University of Cambridge Computer Laboratory - gatwick (WGB core network) crashed – Incident details

gatwick (WGB core network) crashed

Resolved
Partial outage
Started 6 months agoLasted 5 days

Affected

Network

Partial outage from 1:27 PM to 2:23 PM, Operational from 2:23 PM to 12:58 PM

Updates
  • Resolved
    Resolved
    This incident has been resolved.
  • Monitoring
    Update

    gatwick crashed and rebooted again at around 06:22, again triggered by a routine configuration update.

    We had, earlier in the night, attempted to install a software update but due to an unrelated issue, the routers refused to do an 'In Service Software Upgrade' - i.e. the upgrade would have caused more disruption - so we chose to roll back and delay this update until Cisco published their notes about this particular version.

  • Monitoring
    Update

    The routers have remained stable since the crash, but we're going to do some further testing out-of-hours, and install a software update. There may be some further disruption whilst that happens.

  • Monitoring
    Update

  • Monitoring
    Monitoring

    The core router and switch in the William Gates Building (gatwick) seemingly crashed and rebooted at around 14:27.

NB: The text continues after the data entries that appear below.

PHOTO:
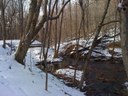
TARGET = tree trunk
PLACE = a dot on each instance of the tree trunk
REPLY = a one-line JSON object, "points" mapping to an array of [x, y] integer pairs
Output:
{"points": [[32, 28], [29, 30], [93, 44], [3, 23], [124, 37]]}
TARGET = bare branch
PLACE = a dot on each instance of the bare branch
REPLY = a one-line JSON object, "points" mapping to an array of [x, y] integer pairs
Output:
{"points": [[61, 10]]}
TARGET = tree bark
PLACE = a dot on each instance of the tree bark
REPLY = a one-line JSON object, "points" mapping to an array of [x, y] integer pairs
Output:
{"points": [[3, 23], [32, 28], [93, 45], [124, 37]]}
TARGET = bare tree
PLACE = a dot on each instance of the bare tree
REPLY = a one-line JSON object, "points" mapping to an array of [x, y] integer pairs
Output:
{"points": [[2, 2], [93, 44], [33, 27], [123, 6]]}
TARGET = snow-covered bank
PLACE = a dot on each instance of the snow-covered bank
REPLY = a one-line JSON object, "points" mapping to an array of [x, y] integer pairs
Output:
{"points": [[17, 80]]}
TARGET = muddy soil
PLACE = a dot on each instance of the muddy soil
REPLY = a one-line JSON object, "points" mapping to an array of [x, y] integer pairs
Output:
{"points": [[105, 78]]}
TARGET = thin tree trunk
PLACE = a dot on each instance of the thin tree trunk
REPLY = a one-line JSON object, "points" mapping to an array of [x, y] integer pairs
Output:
{"points": [[93, 45], [3, 23], [124, 37]]}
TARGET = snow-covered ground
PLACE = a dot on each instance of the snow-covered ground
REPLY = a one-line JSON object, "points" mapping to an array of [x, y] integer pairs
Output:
{"points": [[17, 80], [70, 73]]}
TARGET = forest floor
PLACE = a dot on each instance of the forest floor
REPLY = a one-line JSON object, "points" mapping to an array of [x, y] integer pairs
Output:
{"points": [[104, 78]]}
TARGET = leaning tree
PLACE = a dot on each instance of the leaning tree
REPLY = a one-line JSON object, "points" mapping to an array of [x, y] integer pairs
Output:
{"points": [[33, 26]]}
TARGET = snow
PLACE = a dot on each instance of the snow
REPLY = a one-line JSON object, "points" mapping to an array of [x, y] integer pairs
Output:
{"points": [[70, 73], [18, 80]]}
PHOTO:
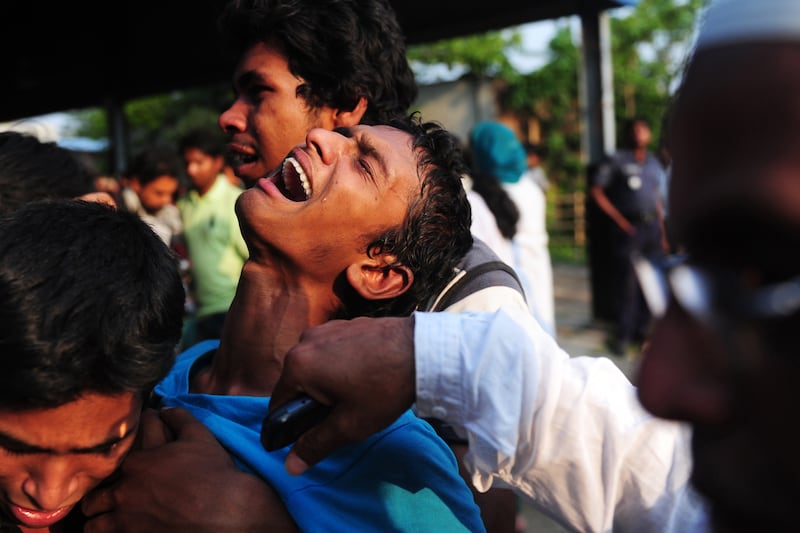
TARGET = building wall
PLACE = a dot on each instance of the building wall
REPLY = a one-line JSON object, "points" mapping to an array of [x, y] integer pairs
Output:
{"points": [[458, 105]]}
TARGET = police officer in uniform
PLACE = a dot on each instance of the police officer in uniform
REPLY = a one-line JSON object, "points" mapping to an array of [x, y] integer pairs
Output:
{"points": [[626, 187]]}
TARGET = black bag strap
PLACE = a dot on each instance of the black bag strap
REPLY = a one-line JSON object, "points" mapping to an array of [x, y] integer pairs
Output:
{"points": [[479, 270]]}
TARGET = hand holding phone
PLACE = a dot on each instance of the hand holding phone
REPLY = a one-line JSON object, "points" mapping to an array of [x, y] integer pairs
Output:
{"points": [[286, 423]]}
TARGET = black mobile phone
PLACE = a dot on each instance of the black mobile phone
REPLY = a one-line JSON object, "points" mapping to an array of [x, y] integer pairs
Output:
{"points": [[286, 423]]}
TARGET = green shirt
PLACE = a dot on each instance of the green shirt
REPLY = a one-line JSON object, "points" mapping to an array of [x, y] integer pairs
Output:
{"points": [[216, 248]]}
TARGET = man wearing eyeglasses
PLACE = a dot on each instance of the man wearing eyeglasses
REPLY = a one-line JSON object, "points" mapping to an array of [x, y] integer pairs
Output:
{"points": [[724, 353], [722, 356]]}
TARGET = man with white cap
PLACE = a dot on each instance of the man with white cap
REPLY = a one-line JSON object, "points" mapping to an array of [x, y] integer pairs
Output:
{"points": [[726, 359], [722, 356], [568, 433]]}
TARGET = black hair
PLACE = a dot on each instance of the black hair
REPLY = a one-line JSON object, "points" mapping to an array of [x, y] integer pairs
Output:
{"points": [[343, 49], [92, 302], [435, 235], [33, 170]]}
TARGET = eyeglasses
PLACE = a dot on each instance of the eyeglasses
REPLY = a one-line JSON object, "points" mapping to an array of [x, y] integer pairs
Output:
{"points": [[710, 293]]}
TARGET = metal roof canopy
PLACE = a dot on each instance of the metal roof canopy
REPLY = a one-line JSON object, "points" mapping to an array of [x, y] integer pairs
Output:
{"points": [[70, 55]]}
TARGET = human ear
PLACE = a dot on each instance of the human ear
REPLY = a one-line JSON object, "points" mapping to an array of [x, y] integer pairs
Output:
{"points": [[350, 118], [375, 279]]}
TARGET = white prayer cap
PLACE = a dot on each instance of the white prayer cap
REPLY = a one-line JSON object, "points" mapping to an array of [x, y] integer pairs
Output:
{"points": [[737, 21]]}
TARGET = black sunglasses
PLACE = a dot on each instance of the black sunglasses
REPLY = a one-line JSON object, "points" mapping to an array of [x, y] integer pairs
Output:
{"points": [[708, 293]]}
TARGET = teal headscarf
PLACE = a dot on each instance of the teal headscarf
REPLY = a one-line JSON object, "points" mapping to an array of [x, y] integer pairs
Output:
{"points": [[497, 150]]}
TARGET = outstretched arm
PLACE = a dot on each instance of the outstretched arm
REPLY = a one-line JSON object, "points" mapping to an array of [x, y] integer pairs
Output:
{"points": [[566, 432], [363, 367]]}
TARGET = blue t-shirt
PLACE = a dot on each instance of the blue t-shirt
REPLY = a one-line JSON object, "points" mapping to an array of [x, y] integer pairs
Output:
{"points": [[404, 478]]}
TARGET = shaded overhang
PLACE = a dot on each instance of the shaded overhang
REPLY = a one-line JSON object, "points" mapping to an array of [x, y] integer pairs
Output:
{"points": [[59, 56]]}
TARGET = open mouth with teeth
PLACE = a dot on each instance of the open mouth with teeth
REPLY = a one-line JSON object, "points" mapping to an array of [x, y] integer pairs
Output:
{"points": [[292, 181]]}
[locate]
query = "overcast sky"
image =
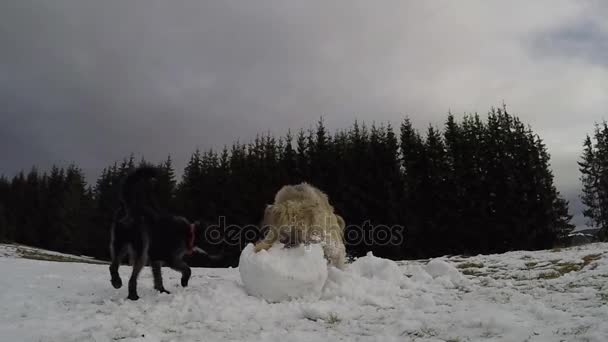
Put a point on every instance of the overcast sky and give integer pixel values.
(91, 81)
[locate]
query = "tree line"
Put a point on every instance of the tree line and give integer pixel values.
(477, 185)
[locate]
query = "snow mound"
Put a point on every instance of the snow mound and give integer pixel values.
(442, 271)
(281, 274)
(377, 268)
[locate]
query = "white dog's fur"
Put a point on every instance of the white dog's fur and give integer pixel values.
(302, 214)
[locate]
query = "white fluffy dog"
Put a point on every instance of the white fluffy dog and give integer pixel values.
(302, 214)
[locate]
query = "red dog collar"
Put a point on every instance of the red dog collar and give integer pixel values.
(191, 236)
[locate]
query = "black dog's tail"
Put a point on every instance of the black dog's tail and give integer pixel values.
(139, 192)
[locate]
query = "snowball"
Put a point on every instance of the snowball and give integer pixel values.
(281, 274)
(445, 273)
(374, 267)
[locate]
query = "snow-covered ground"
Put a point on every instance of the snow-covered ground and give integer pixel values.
(558, 295)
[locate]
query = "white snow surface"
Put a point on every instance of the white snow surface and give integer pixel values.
(281, 274)
(554, 295)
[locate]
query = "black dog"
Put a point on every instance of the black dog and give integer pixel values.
(147, 233)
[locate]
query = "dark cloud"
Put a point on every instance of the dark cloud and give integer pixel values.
(92, 81)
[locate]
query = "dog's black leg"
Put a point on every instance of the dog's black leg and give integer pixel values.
(158, 277)
(138, 264)
(117, 256)
(180, 266)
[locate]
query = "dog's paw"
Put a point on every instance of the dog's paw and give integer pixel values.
(117, 283)
(133, 296)
(185, 282)
(162, 290)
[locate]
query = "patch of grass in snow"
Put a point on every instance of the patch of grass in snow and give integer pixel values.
(587, 259)
(549, 275)
(603, 297)
(531, 264)
(333, 318)
(568, 267)
(470, 265)
(36, 255)
(473, 272)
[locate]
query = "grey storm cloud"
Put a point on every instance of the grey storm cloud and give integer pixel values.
(93, 81)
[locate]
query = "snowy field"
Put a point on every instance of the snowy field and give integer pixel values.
(556, 295)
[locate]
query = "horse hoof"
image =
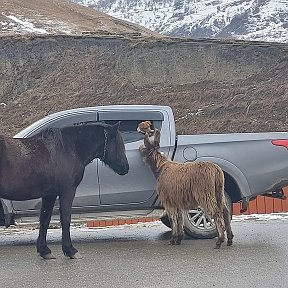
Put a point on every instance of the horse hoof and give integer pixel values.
(48, 256)
(76, 256)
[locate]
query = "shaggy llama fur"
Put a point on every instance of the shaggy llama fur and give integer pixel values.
(186, 186)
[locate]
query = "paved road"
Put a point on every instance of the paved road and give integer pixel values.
(139, 256)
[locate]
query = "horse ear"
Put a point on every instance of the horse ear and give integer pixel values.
(157, 137)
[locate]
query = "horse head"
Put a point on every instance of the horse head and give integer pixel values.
(114, 150)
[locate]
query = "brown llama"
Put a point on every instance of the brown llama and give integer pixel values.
(187, 186)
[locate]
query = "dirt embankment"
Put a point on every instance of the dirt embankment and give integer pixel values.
(212, 86)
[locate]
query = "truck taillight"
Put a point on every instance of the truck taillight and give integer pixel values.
(280, 142)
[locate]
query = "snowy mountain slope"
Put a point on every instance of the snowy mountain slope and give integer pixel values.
(61, 17)
(260, 20)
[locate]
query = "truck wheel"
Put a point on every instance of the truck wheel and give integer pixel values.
(197, 224)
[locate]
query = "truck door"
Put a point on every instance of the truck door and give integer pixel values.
(87, 193)
(138, 186)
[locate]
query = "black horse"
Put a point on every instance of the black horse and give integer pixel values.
(52, 164)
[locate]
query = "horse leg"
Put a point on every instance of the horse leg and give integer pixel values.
(66, 199)
(227, 221)
(45, 217)
(219, 222)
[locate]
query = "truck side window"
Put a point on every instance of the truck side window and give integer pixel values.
(128, 129)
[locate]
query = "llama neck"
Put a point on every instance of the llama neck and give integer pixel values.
(156, 162)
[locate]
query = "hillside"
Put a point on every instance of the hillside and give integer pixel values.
(213, 86)
(233, 19)
(61, 17)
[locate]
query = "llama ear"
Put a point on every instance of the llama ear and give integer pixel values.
(157, 137)
(113, 129)
(146, 140)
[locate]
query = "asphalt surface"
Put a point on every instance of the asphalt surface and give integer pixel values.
(139, 256)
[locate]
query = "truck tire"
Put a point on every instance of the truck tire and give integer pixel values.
(197, 224)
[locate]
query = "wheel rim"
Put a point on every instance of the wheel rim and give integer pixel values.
(199, 220)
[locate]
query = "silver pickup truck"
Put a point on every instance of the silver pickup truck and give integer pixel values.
(253, 163)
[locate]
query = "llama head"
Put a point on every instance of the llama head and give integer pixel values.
(145, 127)
(153, 141)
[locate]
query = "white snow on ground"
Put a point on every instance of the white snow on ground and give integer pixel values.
(19, 24)
(260, 217)
(24, 25)
(82, 227)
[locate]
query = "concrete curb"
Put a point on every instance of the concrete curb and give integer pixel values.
(121, 221)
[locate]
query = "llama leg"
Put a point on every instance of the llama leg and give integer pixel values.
(180, 229)
(227, 220)
(219, 222)
(174, 225)
(45, 216)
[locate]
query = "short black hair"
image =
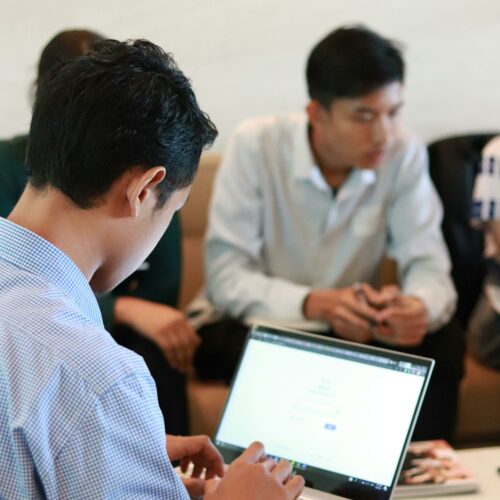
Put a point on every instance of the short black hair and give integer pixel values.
(124, 105)
(64, 46)
(352, 61)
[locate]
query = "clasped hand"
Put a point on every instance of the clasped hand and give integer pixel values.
(361, 314)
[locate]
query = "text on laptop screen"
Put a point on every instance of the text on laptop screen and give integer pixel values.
(329, 407)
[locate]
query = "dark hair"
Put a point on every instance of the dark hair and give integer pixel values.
(63, 47)
(352, 62)
(126, 104)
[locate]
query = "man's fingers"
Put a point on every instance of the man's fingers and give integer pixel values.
(373, 296)
(195, 487)
(359, 308)
(294, 487)
(350, 318)
(282, 471)
(253, 454)
(211, 486)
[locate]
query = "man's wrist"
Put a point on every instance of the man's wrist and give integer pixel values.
(316, 305)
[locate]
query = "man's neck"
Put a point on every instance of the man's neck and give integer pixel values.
(333, 171)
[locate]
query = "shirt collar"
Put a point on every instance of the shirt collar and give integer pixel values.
(304, 167)
(30, 252)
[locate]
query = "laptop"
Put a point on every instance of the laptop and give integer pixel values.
(341, 413)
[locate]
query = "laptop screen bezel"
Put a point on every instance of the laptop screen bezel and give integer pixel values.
(230, 452)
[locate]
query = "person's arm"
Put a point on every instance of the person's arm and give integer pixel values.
(117, 448)
(416, 241)
(236, 277)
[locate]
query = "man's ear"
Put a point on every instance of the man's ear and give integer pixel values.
(142, 186)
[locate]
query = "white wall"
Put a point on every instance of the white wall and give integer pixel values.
(247, 57)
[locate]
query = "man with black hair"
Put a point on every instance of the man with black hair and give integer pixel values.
(305, 207)
(140, 313)
(114, 144)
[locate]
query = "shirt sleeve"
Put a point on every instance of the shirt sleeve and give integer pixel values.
(118, 450)
(236, 277)
(415, 238)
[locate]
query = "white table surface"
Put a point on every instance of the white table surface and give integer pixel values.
(483, 463)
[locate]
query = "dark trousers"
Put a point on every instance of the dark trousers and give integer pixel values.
(170, 384)
(223, 341)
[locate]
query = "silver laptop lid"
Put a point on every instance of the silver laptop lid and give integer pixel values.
(342, 413)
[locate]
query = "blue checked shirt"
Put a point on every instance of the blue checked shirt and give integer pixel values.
(79, 416)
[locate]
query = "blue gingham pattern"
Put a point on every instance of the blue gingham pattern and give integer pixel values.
(486, 197)
(79, 416)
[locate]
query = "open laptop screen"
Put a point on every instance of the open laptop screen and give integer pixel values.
(341, 412)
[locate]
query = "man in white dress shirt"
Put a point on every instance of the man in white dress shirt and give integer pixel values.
(484, 328)
(306, 207)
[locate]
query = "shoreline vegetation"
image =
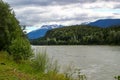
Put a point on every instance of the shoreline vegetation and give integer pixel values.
(80, 35)
(17, 60)
(39, 67)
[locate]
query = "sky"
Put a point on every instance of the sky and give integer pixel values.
(34, 13)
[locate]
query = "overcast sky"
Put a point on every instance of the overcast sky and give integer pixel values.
(65, 12)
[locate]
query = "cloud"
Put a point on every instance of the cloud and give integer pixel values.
(65, 12)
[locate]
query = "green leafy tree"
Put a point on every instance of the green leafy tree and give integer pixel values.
(12, 38)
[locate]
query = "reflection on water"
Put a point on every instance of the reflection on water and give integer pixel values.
(97, 62)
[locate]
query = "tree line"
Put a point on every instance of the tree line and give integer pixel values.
(12, 37)
(81, 35)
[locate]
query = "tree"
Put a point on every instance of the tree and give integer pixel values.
(12, 38)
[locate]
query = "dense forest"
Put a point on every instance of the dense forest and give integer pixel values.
(81, 35)
(12, 37)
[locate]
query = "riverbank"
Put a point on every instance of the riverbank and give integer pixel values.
(26, 70)
(11, 70)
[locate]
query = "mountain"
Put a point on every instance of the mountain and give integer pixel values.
(42, 31)
(103, 23)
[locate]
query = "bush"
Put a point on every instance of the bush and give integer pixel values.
(20, 49)
(42, 63)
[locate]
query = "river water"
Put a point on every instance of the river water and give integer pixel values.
(96, 62)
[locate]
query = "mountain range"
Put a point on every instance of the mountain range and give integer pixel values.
(103, 23)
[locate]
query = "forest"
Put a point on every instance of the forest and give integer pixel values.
(81, 35)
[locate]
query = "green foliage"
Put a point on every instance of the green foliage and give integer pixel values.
(42, 63)
(12, 37)
(81, 35)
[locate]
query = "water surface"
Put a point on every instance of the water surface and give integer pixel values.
(96, 62)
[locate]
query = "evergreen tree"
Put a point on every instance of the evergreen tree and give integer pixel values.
(12, 38)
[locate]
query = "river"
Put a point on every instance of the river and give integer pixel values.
(96, 62)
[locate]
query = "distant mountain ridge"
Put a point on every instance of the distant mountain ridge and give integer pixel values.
(42, 31)
(103, 23)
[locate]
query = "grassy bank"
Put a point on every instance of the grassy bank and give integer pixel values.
(38, 68)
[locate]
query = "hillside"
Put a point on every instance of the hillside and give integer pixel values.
(105, 22)
(80, 35)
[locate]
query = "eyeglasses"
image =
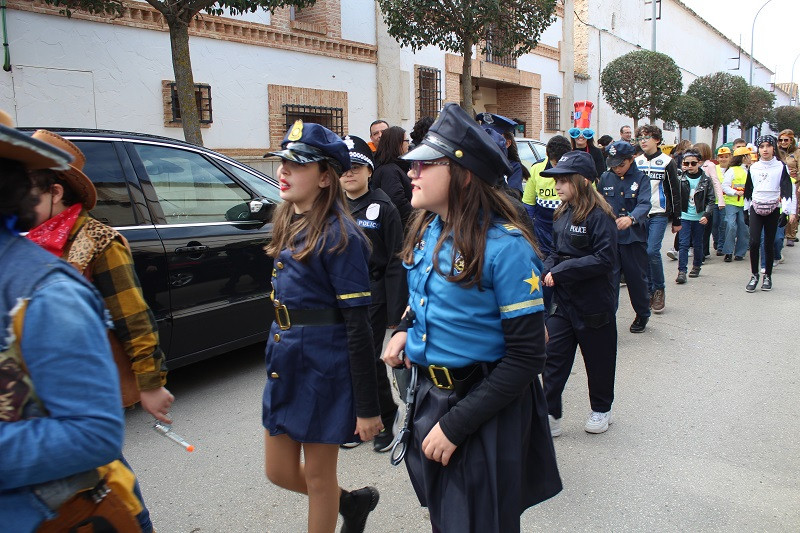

    This appears to have been due to a software bug triggered by a routine configuration change. Although gatwick is a virtual switch/router comprising two independent physical systems, it seems that the entire virtual switch/router (both physical systems) rebooted simultaneously.

    This type of device takes a long time to reboot; in this case there would have been a little over 12 minutes during which the William Gates Building office network was cut off from the University network and the internet (followed by a further few minutes of instability). This would also have affected connectivity to filer and a few other core services hosted in the WGB.

    Investigation is ongoing into the reason for this outage.